OpenAI takes steps to boost AI-generated content transparency

09.05.2024

OpenAI, now part of the Coalition for Content Provenance and Authenticity (C2PA) steering committee, will incorporate the open standard’s metadata into its generative AI models to enhance transparency regarding generated content.

The C2PA standard certifies digital content with metadata proving its origins, whether entirely AI-created, AI-enhanced, or traditional. OpenAI has begun adding C2PA metadata to images from its latest DALL-E 3 model output in ChatGPT and the OpenAI API. This metadata will also be integrated into OpenAI’s upcoming video generation model Sora upon its broader release.

“Although individuals can still produce deceptive content without this information (or potentially remove it), they cannot easily forge or alter this information, making it a valuable resource for building trust,” explained OpenAI.

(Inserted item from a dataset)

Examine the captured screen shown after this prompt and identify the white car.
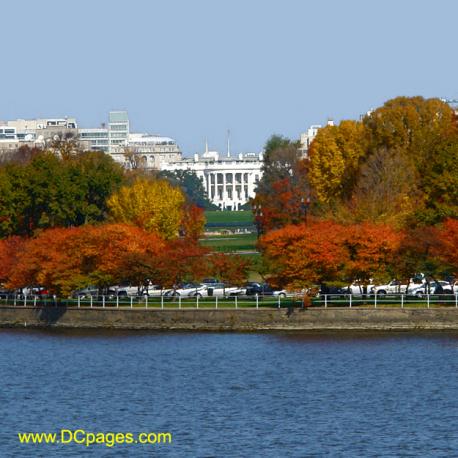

This move responds to increasing concerns about AI-generated content potentially misleading voters before major elections in the US, UK, and elsewhere this year. Authenticating AI-created media could help counteract deepfakes and other manipulated content used in disinformation campaigns.

While technical measures are crucial, OpenAI acknowledges that achieving content authenticity in practice requires collective action from platforms, creators, and content handlers to preserve metadata for end consumers.

In addition to C2PA integration, OpenAI is developing new provenance methods such as tamper-resistant watermarking for audio and image detection classifiers to identify AI-generated visuals.

OpenAI has opened applications for accessing its DALL-E 3 image detection classifier through its Researcher Access Program. This tool predicts the likelihood that an image originated from one of OpenAI’s models.

“Our aim is to enable independent research assessing the classifier’s effectiveness, analyzing its real-world application, raising relevant considerations for such use, and exploring the characteristics of AI-generated content,” the company stated.

Internal testing indicates high accuracy in distinguishing non-AI images from DALL-E 3 visuals, with approximately 98% of DALL-E images correctly identified and less than 0.5% of non-AI images mistakenly flagged. However, the classifier faces more challenges in differentiating between images produced by DALL-E and other generative AI models.

OpenAI has also integrated watermarking into its Voice Engine custom voice model, currently available in limited preview.

The company believes that increased adoption of provenance standards will result in metadata accompanying content throughout its lifecycle, addressing “a crucial gap in digital content authenticity practices.”

OpenAI, alongside Microsoft, is launching a $2 million societal resilience fund to support AI education and understanding, with contributions from AARP, International IDEA, and the Partnership on AI.

“While technical solutions like those mentioned provide active tools for defense, effectively establishing content authenticity in practice will necessitate collective action,” stated OpenAI.

“Our efforts regarding provenance are just one aspect of a broader industry endeavor—many of our peer research labs and generative AI companies are also advancing research in this domain. We commend these efforts—the industry must collaborate and share insights to enhance our understanding and promote online transparency.”